Lorsque L’Ecole m’a publiée, mais il est plus juste de dire, Geneviève et Chloé, je n’ai cessé de clamer autour de moi: « si vous écrivez des textes pour la jeunesse, envoyez-les à L’École des Loisirs. Si Chloé et Geneviève en perçoivent la perle, le coeur, le ventre, alors il sera édité ». La perle, le coeur, le ventre, c’est-à-dire un texte sincère, libre, singulier. Un texte qui place l’intelligence du lecteur et l’expression artistique de l’auteur au-dessus de toute autre considération, commerciale notamment.

Mon deuxième roman en effet, fut plus difficile à écrire. Le désir était sans doute trop fort, mais peu importe, elles ne m’ont pas lâchée d’une semelle.

Pour le troisième, j’ai remisé mes états d’âme au placard.

J’étais devenue auteure, c’est-à-dire quelqu’un qui travaille, écrit, réécrit, jusqu’à trouver le bon ton, le bon mot, la bonne phrase, qui n’hésite pas à arracher sa copie et à recommencer encore et encore.

Elles l’ont aimé, elles avaient envie de l’éditer mais il n’en a pas été ainsi.

Arthur Hubschmid trouve mon histoire trop compliquée. Il pense qu’elle n’intéressera pas les enfants car il est convaincu que les enfants n’ont besoin que de super-héros à qui il arrive des aventures sympas, légères et rigolotes. Simples et simpliste. (Personnellement, j’appelle ce genre d’histoires, des histoires de poneys.)

Monsieur Hubschmid est convaincu de cela, parce que lui-même, quand il était enfant n’aimait que ce genre d’histoires. Quelle arrogance d’imaginer que ce qu’on aime est valable pour tous, quelle petitesse d’esprit. De plus, qui sur cette terre peut s’enorgueillir de savoir ce qui est bon pour les enfants? mais bon… revenons à elles.
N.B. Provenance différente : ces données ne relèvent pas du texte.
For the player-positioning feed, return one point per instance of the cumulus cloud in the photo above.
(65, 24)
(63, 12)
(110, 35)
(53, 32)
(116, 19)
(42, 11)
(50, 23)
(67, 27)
Dans une interview qui se trouve sur le site de l’école, Geneviève explique que pour qu’une histoire soit intéressante, il faut qu’elle parle de politique, de mort et d’amour. Autant dire de la vie. Pas celle qu’on veut nous vendre, bêtement divertissante, faussement joyeuse, formatée à tous les étages, mais celle complexe, ambivalente, surprenante, triste et gaie à la fois. Cette vie qui se déploie au travers de livres exigeants et merveilleux. Ces livres grâce auxquels nous devenons des Mensch, c’est-à-dire des Hommes debout, affranchis et libres de penser par eux-mêmes.

Geneviève et Chloé ne m’ont pas transmis une ligne mais un trésor, un héritage précieux. Je le porte fièrement dans mon coeur et mon ventre.

Agnès Debacker a publié deux romans à l’Ecole des Loisirs dans la collection Mouche: Ma chère Alice et Le jour d’IgorQuand l’occasion présente, elle lit ses textes à voix haute accompagnée d’un musicien. Elle écrit aussi des spectacles pour le très jeune public au sein de la compagnie de la Minuscule Mécanique.